ORS 166.720(3). "Enterprise" is defined broadly to include:

"any individual, sole proprietorship, partnership, corporation, business trust or other profit or nonprofit legal entity, and includes any union, association or group of individuals associated in fact although not a legal entity, and both illicit and licit enterprises and governmental and nongovernmental entities."

ORS 166.715(2). The statute requires that there be proof of an ongoing entity, however loose, that is distinct from the individual who committed the predicate acts. State v. Cheek, 100 Or App 501, 505, 786 P2d 1305, rev den 310 Or 121 (1990).

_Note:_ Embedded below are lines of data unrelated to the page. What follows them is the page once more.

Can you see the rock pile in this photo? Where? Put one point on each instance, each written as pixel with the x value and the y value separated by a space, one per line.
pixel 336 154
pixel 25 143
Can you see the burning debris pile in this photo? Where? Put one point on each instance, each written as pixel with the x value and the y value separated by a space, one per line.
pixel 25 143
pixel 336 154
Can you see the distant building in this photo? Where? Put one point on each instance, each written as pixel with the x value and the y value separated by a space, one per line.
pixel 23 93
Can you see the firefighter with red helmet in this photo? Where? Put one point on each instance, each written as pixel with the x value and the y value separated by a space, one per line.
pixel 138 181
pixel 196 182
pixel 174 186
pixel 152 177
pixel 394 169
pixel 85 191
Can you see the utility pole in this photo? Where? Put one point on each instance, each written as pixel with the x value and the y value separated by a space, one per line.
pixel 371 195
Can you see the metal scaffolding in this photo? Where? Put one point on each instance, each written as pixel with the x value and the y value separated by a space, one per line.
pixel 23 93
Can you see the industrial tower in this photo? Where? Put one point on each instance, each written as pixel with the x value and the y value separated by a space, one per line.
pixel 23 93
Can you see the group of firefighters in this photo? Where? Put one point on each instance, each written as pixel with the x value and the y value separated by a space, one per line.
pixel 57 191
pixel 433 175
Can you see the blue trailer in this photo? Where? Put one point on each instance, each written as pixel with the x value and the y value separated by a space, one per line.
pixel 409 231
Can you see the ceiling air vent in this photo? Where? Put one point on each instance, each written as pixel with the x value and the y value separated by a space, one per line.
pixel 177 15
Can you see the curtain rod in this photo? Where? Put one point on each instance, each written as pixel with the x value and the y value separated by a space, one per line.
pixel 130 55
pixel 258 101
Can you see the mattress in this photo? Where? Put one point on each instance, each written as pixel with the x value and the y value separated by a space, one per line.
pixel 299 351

In this case, defendant is correct that there is some evidence in the record that suggests that his law office was not really a formal partnership, that the other lawyers merely shared office space and secretarial assistance, that the other lawyers' names were listed on the letterhead for "no apparent reason," and that they did not really function as business associates with defendants. His argument, however, remains unavailing. Even assuming that the facts as defendant portrays them are insufficient to establish the loose association in fact that the law describes, the fact is that the evidence, taken in the light most favorable to the state, shows that the law office did exist as a functioning business entity separate from the acts of defendant individually. Between one and three attorneys shared office space under the auspices of "Pierce & Stoddard" or "Pierce & Associates." Those lawyers sent written communications on firm letterhead, that listed them as members or associates of the firm. The lawyers shared telephones, ran advertisements under the firm name, and maintained joint general and client trust accounts. Defendant's retainer agreement with Burnette stated that the firm--not defendant--would provide legal services, and defendant signed documents--in particular the settlement documents in this case--on behalf of the firm. We conclude that the trial court did not err in concluding that the state had offered evidence sufficient to establish that defendant had committed the predicate acts charged through the enterprise of his law office.

Defendant asserts a number of additional assignments of error. We have considered each of them carefully and reject them without further discussion.

Affirmed.


1. The indictment listed 12 other predicate acts, involving similar conduct on behalf of clients other than Burnette. The trial court granted judgments of acquittal on some of those, and the jury was unable to reach a verdict on the others.